Пришли ко мне, я замесила тесто и села лук чистить.
Чтобы скоротать ожидание, мужик достал из портфеля бутылку коньяка и палку колбасы.
Не захотел пить в одиночестве, налил мне.
Проглотила, закашлялась.
Командировочный тотчас по новой наполнил стопки.
Попыталась отказаться, но он страшно обиделся.
Решила пригубить, чтобы не обижать хорошего человека, а он запрокинул мою голову, я все и проглотила.
Дочистила лук, а в голове шумит…
Командировочный пожаловался, что ночевать негде, а на вокзале неудобно, он заплатит, если разрешу вот здесь, на диване.
Я разрешила, он предложил за это выпить.
Сопротивлялась, но он настоял.
Мне стало дурно, голова кружится.
– Пойди приляг, – посоветовал он.
Добралась до кровати, стянула платье и забралась под одеяло.
Мгновенно заснула.
Проснулась от холодных прикосновений.
Совершенно голый командировочный, нависая над кроватью, стянул с меня трусы.
Попыталась оттолкнуть, но он лишь рассмеялся и запустил руку между ног. Пальцами разрывая все внутри.
Рванулась, он коленом надавил на горло и навалился всем телом, продолжая свое грязное дело.
Через какое-то время ему это наскучило, и он отпустил меня.
Жадно глотая воздух, я не сразу заметила, что командировочный забрался на кровать. Ухватив меня за щиколотки, он рывком развернул меня и широко развел ноги. В следующий миг он оказался во мне. Совсем как дед, когда пристраивался к мамке. Но она не орала от боли, а я выла.
Ему надоело, и он затолкал угол подушки в рот. Я стала задыхаться.
В какой-то момент толчки прекратились.
Командировочный что-то прокричал.
Отбросив с лица подушку, заметила его удаляющуюся спину.

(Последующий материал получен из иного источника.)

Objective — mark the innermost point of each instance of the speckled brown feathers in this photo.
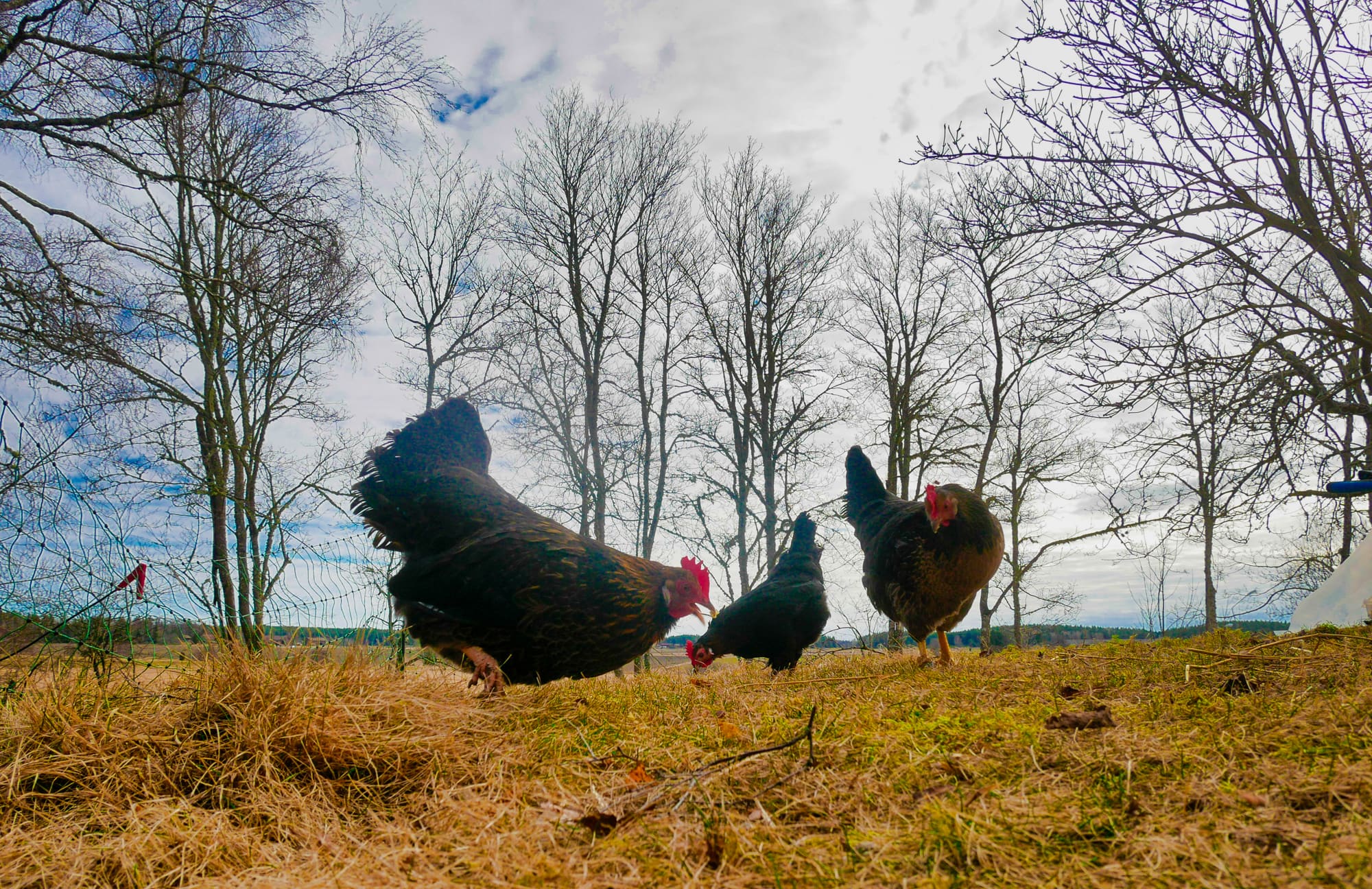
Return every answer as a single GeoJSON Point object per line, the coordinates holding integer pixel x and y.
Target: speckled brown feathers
{"type": "Point", "coordinates": [484, 570]}
{"type": "Point", "coordinates": [921, 578]}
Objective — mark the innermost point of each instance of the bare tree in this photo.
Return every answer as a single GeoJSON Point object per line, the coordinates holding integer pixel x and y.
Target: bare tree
{"type": "Point", "coordinates": [574, 204]}
{"type": "Point", "coordinates": [431, 267]}
{"type": "Point", "coordinates": [905, 319]}
{"type": "Point", "coordinates": [765, 372]}
{"type": "Point", "coordinates": [659, 272]}
{"type": "Point", "coordinates": [76, 75]}
{"type": "Point", "coordinates": [227, 330]}
{"type": "Point", "coordinates": [1203, 442]}
{"type": "Point", "coordinates": [1024, 283]}
{"type": "Point", "coordinates": [1227, 137]}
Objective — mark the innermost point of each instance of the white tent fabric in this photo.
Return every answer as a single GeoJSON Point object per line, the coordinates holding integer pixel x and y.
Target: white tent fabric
{"type": "Point", "coordinates": [1345, 600]}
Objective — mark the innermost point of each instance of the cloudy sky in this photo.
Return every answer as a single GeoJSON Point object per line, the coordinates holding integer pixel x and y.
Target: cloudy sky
{"type": "Point", "coordinates": [838, 93]}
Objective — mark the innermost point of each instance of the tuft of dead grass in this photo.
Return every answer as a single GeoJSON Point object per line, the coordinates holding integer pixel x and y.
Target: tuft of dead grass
{"type": "Point", "coordinates": [235, 772]}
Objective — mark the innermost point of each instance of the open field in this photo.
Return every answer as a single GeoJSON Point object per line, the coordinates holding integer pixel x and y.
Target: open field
{"type": "Point", "coordinates": [307, 773]}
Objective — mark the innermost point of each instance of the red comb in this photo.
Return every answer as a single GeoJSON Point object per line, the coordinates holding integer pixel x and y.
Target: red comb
{"type": "Point", "coordinates": [700, 573]}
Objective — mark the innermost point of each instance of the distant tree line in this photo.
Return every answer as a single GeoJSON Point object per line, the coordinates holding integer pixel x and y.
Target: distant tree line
{"type": "Point", "coordinates": [1135, 309]}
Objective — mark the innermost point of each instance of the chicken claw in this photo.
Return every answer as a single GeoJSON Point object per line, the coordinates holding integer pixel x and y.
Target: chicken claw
{"type": "Point", "coordinates": [485, 669]}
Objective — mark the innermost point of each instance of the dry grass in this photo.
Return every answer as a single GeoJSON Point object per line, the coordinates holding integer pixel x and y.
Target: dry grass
{"type": "Point", "coordinates": [300, 773]}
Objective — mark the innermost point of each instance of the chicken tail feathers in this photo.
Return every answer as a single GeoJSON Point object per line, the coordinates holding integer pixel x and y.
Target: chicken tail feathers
{"type": "Point", "coordinates": [405, 478]}
{"type": "Point", "coordinates": [865, 488]}
{"type": "Point", "coordinates": [803, 534]}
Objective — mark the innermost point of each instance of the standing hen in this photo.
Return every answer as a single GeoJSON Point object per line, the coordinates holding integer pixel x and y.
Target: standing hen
{"type": "Point", "coordinates": [923, 563]}
{"type": "Point", "coordinates": [489, 582]}
{"type": "Point", "coordinates": [780, 618]}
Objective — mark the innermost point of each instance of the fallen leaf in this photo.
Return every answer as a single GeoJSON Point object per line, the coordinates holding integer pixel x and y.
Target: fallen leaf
{"type": "Point", "coordinates": [714, 849]}
{"type": "Point", "coordinates": [1240, 684]}
{"type": "Point", "coordinates": [935, 791]}
{"type": "Point", "coordinates": [599, 824]}
{"type": "Point", "coordinates": [1098, 718]}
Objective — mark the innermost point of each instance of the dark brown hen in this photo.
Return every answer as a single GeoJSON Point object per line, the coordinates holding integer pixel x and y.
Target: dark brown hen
{"type": "Point", "coordinates": [489, 582]}
{"type": "Point", "coordinates": [923, 563]}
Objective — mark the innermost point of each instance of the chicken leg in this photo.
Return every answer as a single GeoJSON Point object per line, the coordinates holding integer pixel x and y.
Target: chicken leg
{"type": "Point", "coordinates": [945, 652]}
{"type": "Point", "coordinates": [485, 669]}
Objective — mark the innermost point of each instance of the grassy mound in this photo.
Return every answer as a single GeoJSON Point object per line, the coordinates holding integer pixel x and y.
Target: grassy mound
{"type": "Point", "coordinates": [1233, 762]}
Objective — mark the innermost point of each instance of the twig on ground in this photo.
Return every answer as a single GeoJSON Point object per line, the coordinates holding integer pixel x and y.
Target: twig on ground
{"type": "Point", "coordinates": [748, 685]}
{"type": "Point", "coordinates": [603, 821]}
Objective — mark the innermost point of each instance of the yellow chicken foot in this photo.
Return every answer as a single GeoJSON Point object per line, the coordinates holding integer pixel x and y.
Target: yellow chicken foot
{"type": "Point", "coordinates": [485, 670]}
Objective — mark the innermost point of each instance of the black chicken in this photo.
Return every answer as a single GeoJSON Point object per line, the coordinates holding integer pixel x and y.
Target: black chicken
{"type": "Point", "coordinates": [489, 582]}
{"type": "Point", "coordinates": [780, 618]}
{"type": "Point", "coordinates": [923, 563]}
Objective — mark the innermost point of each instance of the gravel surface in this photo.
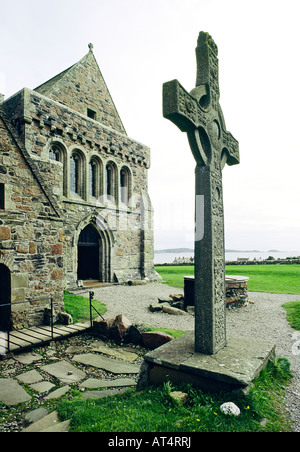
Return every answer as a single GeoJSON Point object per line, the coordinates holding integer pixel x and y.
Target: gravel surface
{"type": "Point", "coordinates": [263, 317]}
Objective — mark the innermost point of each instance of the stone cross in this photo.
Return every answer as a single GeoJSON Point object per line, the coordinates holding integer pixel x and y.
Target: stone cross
{"type": "Point", "coordinates": [199, 115]}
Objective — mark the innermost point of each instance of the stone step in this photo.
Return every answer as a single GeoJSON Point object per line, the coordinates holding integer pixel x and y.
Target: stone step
{"type": "Point", "coordinates": [49, 423]}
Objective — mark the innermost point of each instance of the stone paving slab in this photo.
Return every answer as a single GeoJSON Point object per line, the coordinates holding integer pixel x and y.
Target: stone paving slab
{"type": "Point", "coordinates": [57, 393]}
{"type": "Point", "coordinates": [44, 423]}
{"type": "Point", "coordinates": [101, 394]}
{"type": "Point", "coordinates": [64, 371]}
{"type": "Point", "coordinates": [115, 353]}
{"type": "Point", "coordinates": [36, 415]}
{"type": "Point", "coordinates": [95, 383]}
{"type": "Point", "coordinates": [28, 358]}
{"type": "Point", "coordinates": [110, 365]}
{"type": "Point", "coordinates": [30, 377]}
{"type": "Point", "coordinates": [11, 393]}
{"type": "Point", "coordinates": [42, 386]}
{"type": "Point", "coordinates": [60, 427]}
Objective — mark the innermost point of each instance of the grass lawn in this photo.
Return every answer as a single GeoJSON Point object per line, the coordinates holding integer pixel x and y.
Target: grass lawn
{"type": "Point", "coordinates": [263, 278]}
{"type": "Point", "coordinates": [153, 409]}
{"type": "Point", "coordinates": [293, 313]}
{"type": "Point", "coordinates": [79, 307]}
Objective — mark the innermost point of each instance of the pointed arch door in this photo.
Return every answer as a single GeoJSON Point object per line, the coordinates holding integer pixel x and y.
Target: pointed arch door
{"type": "Point", "coordinates": [89, 254]}
{"type": "Point", "coordinates": [5, 298]}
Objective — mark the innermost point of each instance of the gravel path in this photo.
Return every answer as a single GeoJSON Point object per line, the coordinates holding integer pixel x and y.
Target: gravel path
{"type": "Point", "coordinates": [264, 318]}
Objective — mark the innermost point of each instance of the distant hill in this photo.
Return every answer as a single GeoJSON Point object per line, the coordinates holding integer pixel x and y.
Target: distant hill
{"type": "Point", "coordinates": [191, 250]}
{"type": "Point", "coordinates": [175, 250]}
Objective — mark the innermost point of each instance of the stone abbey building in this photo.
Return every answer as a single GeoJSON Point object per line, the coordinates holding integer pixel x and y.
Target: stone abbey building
{"type": "Point", "coordinates": [74, 203]}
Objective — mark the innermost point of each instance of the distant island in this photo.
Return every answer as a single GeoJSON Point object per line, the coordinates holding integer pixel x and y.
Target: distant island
{"type": "Point", "coordinates": [175, 250]}
{"type": "Point", "coordinates": [191, 250]}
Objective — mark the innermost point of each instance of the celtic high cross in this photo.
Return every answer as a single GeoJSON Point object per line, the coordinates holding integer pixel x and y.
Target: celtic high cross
{"type": "Point", "coordinates": [199, 115]}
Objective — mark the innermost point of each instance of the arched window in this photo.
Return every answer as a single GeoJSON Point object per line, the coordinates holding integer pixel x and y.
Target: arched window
{"type": "Point", "coordinates": [55, 153]}
{"type": "Point", "coordinates": [125, 185]}
{"type": "Point", "coordinates": [77, 174]}
{"type": "Point", "coordinates": [111, 182]}
{"type": "Point", "coordinates": [74, 173]}
{"type": "Point", "coordinates": [93, 178]}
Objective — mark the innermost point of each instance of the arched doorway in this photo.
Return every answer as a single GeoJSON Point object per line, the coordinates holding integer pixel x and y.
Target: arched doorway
{"type": "Point", "coordinates": [5, 297]}
{"type": "Point", "coordinates": [89, 254]}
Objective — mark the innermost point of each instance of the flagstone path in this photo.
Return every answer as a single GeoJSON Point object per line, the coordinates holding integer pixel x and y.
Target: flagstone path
{"type": "Point", "coordinates": [96, 368]}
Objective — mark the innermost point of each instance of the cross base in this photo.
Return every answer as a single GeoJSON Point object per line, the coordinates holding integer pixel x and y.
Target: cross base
{"type": "Point", "coordinates": [234, 367]}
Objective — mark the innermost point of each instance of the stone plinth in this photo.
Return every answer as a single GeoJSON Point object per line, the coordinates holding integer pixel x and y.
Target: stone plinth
{"type": "Point", "coordinates": [236, 291]}
{"type": "Point", "coordinates": [233, 367]}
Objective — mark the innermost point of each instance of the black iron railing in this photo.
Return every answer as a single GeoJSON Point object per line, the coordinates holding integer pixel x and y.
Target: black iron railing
{"type": "Point", "coordinates": [5, 336]}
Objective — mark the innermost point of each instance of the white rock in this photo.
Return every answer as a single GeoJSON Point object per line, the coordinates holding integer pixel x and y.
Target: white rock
{"type": "Point", "coordinates": [230, 408]}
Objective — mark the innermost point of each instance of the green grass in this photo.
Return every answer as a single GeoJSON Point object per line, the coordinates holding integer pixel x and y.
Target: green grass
{"type": "Point", "coordinates": [263, 278]}
{"type": "Point", "coordinates": [293, 313]}
{"type": "Point", "coordinates": [153, 409]}
{"type": "Point", "coordinates": [79, 307]}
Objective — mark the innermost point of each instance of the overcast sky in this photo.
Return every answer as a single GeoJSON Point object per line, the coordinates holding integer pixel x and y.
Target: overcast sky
{"type": "Point", "coordinates": [139, 45]}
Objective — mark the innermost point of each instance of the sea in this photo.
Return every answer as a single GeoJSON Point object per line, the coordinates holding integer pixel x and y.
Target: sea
{"type": "Point", "coordinates": [168, 258]}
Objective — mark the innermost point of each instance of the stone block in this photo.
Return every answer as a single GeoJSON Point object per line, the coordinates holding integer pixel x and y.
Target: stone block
{"type": "Point", "coordinates": [154, 339]}
{"type": "Point", "coordinates": [4, 233]}
{"type": "Point", "coordinates": [19, 280]}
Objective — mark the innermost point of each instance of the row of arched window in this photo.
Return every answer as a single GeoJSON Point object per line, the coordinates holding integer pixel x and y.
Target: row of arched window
{"type": "Point", "coordinates": [90, 179]}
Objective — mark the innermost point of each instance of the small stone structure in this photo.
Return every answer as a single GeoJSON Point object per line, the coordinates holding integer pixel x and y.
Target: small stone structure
{"type": "Point", "coordinates": [236, 291]}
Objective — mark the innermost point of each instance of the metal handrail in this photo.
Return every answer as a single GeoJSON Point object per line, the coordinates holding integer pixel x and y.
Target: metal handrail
{"type": "Point", "coordinates": [91, 295]}
{"type": "Point", "coordinates": [51, 299]}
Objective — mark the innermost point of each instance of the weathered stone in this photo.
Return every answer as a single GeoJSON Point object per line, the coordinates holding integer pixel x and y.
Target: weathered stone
{"type": "Point", "coordinates": [199, 115]}
{"type": "Point", "coordinates": [179, 397]}
{"type": "Point", "coordinates": [233, 367]}
{"type": "Point", "coordinates": [35, 415]}
{"type": "Point", "coordinates": [64, 318]}
{"type": "Point", "coordinates": [95, 383]}
{"type": "Point", "coordinates": [42, 386]}
{"type": "Point", "coordinates": [11, 393]}
{"type": "Point", "coordinates": [135, 333]}
{"type": "Point", "coordinates": [30, 377]}
{"type": "Point", "coordinates": [115, 353]}
{"type": "Point", "coordinates": [102, 327]}
{"type": "Point", "coordinates": [119, 328]}
{"type": "Point", "coordinates": [110, 365]}
{"type": "Point", "coordinates": [62, 369]}
{"type": "Point", "coordinates": [154, 339]}
{"type": "Point", "coordinates": [42, 133]}
{"type": "Point", "coordinates": [230, 408]}
{"type": "Point", "coordinates": [4, 233]}
{"type": "Point", "coordinates": [58, 393]}
{"type": "Point", "coordinates": [173, 311]}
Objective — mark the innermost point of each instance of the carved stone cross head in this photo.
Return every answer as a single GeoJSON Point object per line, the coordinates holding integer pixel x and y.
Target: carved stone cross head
{"type": "Point", "coordinates": [199, 114]}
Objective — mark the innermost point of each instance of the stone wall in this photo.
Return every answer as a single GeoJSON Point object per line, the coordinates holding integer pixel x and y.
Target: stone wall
{"type": "Point", "coordinates": [31, 234]}
{"type": "Point", "coordinates": [126, 228]}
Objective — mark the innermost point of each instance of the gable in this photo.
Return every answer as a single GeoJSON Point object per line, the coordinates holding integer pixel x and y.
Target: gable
{"type": "Point", "coordinates": [25, 189]}
{"type": "Point", "coordinates": [82, 87]}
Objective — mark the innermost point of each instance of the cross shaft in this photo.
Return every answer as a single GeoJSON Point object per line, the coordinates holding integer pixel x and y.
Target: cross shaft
{"type": "Point", "coordinates": [199, 115]}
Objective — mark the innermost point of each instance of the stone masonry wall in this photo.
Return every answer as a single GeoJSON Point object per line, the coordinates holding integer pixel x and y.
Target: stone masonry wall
{"type": "Point", "coordinates": [31, 236]}
{"type": "Point", "coordinates": [44, 122]}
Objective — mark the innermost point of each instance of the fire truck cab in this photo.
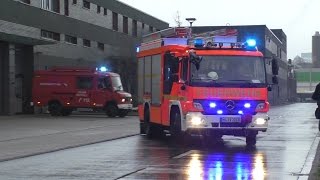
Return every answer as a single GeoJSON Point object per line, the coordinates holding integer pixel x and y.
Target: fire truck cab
{"type": "Point", "coordinates": [199, 85]}
{"type": "Point", "coordinates": [66, 89]}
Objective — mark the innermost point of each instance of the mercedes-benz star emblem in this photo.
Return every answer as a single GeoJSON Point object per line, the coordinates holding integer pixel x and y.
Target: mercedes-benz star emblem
{"type": "Point", "coordinates": [230, 104]}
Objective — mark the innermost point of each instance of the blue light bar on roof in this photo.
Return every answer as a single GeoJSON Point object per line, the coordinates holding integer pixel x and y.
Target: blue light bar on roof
{"type": "Point", "coordinates": [251, 42]}
{"type": "Point", "coordinates": [103, 69]}
{"type": "Point", "coordinates": [175, 41]}
{"type": "Point", "coordinates": [198, 42]}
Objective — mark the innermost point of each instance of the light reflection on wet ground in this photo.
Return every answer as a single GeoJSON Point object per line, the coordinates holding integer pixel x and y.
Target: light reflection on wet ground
{"type": "Point", "coordinates": [281, 153]}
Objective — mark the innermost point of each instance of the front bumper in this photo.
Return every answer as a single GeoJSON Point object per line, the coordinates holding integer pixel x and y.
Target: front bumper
{"type": "Point", "coordinates": [198, 121]}
{"type": "Point", "coordinates": [125, 106]}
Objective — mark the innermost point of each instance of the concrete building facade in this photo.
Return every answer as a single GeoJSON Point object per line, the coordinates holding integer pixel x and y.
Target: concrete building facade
{"type": "Point", "coordinates": [40, 34]}
{"type": "Point", "coordinates": [316, 50]}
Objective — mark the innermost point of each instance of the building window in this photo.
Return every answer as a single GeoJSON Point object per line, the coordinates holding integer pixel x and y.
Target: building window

Сходив на кухню, он вернулся с пустой бутылкой и принялся засовывать ее в меня. Потом перевернул на спину и засунул в другое отверстие.
Попыталась сопротивляться, он ударил по лицу, затем пнул коленом под ребра.
Его движения стали вялыми, прислушавшись, я поняла, что он заснул.
Спустя минуту комнату наполнил храп.
Дотянувшись до письменного стола у изголовья, достала из пенала сапожный ножик, которым карандаши точу. И с силой ударила по горлу, старясь попасть по торчащему кадыку. Попала. Разрезала его на две половинки.
Храп сменился криком, который утонул в потоке крови.
Тело, подергавшись, замерло.
И лишь тогда достала бутылку и с размаху вогнала окровавленное горлышко в распахнутый рот командировочного. Звякнули о стекло зубы. Горлышко показалось в ране на горле.
Обессиленно рухнув на постель, вжалась в стенку и словно оцепенела, ожидая неминуемого возмездия. Ведь я убила человека!
За окном посветлело, а я продолжала лежать, чувствуя прикосновение к ягодице сжатой в кулак руки и не в силах отвести взгляд от застывшей на ковре капельки крови.
Лишь когда часы на кухне пробили полдень, я вздрогнула и пошевелилась.
Нужно приготовить пирожки, а то не успею продать.
Стараясь не смотреть на покойника, доползла до кухни.
Внутри все печет.
За мясом вчера не сходила, теперь попадет от деда. Яиц не осталось, а одними пирожками с картофелем много не наторгуешь. Он завтра спросит, сколько наторговала, и что я отвечу?
И тогда словно озарение пришло.
Взяла нож и пошла в спальню.
К трехчасовому поезду я успела.
Продала все пирожки, особенно нахваливали те, что с мясом, но домой возвращаться страшно. Он там лежит, а изо рта бутылка торчит.
Но вернулась, приготовила мяса на завтрашнюю порцию. Убрала в холодильник. Достала мешок, один из тех, в которых картошку с огорода в подвал носим, засунула командировочного. Бутылка так и осталась торчать в горле.